The tale starts off with the death of a queen who was the most beautiful woman in all the land. On her death bed, she told her husband that he could marry again, but “if thou wishest to marry again after my death, take no one who is not quite as beautiful as I am.” After that pompous and handcuffing last wish, she died.
Well that king was obviously distraught at the loss of his wife, but the kingdom needed a queen. So he searched and searched and searched for a woman as beautiful as the late queen, but had no luck. He even sent scouts out to search the lands around the kingdom…no luck. Here comes the worms in the stomach feeling. Before dying, the queen had given birth to a daughter. As she grew, the king realized how much she looked like her mother…”quite as beautiful,” in fact. The king told his golden-haired daughter that she would be his new queen. Obviously she wasn’t; a fan of this and thought of a way to trick her dad. She said that she would marry him, but needed three dresses, one “as golden as the sun, one as silvery as the moon, and one as bright as the stars.” Additionally, she requested a coat made of a thousand different furs joined together, furs of every animal in the land. If she got those seemingly impossible things, she agreed to marry the king…yup, her dad.
The king proved to be far more resourceful than his daughter assumed and provided her with everything she had requested. The princess decides that her only course of action would be to run away. She took her three dresses, wrapped herself in the fur coat, escaped into the night, covered herself in soot and ash and found a hollow tree in the nearby forest.
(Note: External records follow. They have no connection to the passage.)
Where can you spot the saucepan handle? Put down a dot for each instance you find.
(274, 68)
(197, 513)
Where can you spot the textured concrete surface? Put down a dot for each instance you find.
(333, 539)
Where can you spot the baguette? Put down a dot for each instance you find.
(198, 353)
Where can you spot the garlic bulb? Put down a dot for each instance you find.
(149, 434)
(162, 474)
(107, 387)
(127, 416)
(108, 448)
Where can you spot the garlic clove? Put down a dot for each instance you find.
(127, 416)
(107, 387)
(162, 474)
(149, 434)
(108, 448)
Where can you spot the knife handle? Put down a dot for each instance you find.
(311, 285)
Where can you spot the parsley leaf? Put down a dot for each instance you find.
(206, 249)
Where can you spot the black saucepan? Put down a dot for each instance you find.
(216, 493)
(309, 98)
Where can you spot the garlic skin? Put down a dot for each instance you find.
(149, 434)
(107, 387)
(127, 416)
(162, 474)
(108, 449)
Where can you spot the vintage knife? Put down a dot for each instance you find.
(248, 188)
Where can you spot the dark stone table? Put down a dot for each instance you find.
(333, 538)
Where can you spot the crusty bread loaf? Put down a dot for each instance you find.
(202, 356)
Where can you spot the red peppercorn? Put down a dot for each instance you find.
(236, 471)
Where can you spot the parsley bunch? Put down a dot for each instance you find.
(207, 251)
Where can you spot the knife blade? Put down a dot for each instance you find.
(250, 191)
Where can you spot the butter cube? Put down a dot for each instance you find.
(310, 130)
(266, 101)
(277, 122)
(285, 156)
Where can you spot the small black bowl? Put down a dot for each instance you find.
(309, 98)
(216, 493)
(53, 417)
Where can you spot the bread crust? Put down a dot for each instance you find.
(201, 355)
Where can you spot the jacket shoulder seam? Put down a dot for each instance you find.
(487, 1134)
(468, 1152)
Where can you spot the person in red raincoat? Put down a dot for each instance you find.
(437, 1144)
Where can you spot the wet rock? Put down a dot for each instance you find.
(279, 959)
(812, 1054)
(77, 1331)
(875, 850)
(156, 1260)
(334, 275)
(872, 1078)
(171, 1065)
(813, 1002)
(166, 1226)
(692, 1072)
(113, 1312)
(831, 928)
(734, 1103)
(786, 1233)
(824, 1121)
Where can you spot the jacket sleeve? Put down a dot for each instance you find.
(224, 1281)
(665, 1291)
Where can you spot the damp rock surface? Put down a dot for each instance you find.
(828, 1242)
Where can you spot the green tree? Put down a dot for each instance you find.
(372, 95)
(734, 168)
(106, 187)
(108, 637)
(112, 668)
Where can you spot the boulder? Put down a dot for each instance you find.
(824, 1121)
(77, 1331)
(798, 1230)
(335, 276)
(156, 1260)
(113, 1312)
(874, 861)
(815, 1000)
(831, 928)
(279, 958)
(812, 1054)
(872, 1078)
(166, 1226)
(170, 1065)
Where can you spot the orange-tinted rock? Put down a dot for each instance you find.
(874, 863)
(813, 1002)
The next morning hunters (including the king) found her, but thought she was a wild animal due to the furs. When the king finally realized that she was human, he still didn’t recognize her because of the soot and ash covering her face. She claimed to be an orphan named Allerlairauh and was taken to the castle to work as a servant in the kitchen
I love the themes and troupes in these fairy tales. The number three comes up in almost every tale, this one is no different. A large feast happened in the castle and the disguised princess requested to go up, sit outside the door and listen to the party. The head of the kitchen allowed the hairy servant to go. Here is where the three-theme comes into play. The princes, before going to the feast, washes her face and puts on her gold dress, danced with her father and then ran off back into her disguise before the night was over. She then placed a royal ring into her father’s soup before it was brought upstairs. The king came rushing down to the kitchen to hunt for her when he found the ring, but only found the cook and Allerlairauh. The next feast, she wore the silver dress and the same situation.
The third time, in the dress that shone like stars, the king carefully slipped a little ring onto his daughter’s finger without her knowing. The king found another token in his soup and came hunting a third time. This time he saw the golden ring on Allerlairauh’s finger, ripped of the fur coat to reveal his daughter and announced “thou art my dear bride, and we will never more part from each other.” A short time later the king married his daughter who was equally as beautiful as her mother.
Okay, not a terrifying tale of terror, but still a very disturbing tale that shows how pioneering the Brothers Grimm truly were as the godfathers of horror.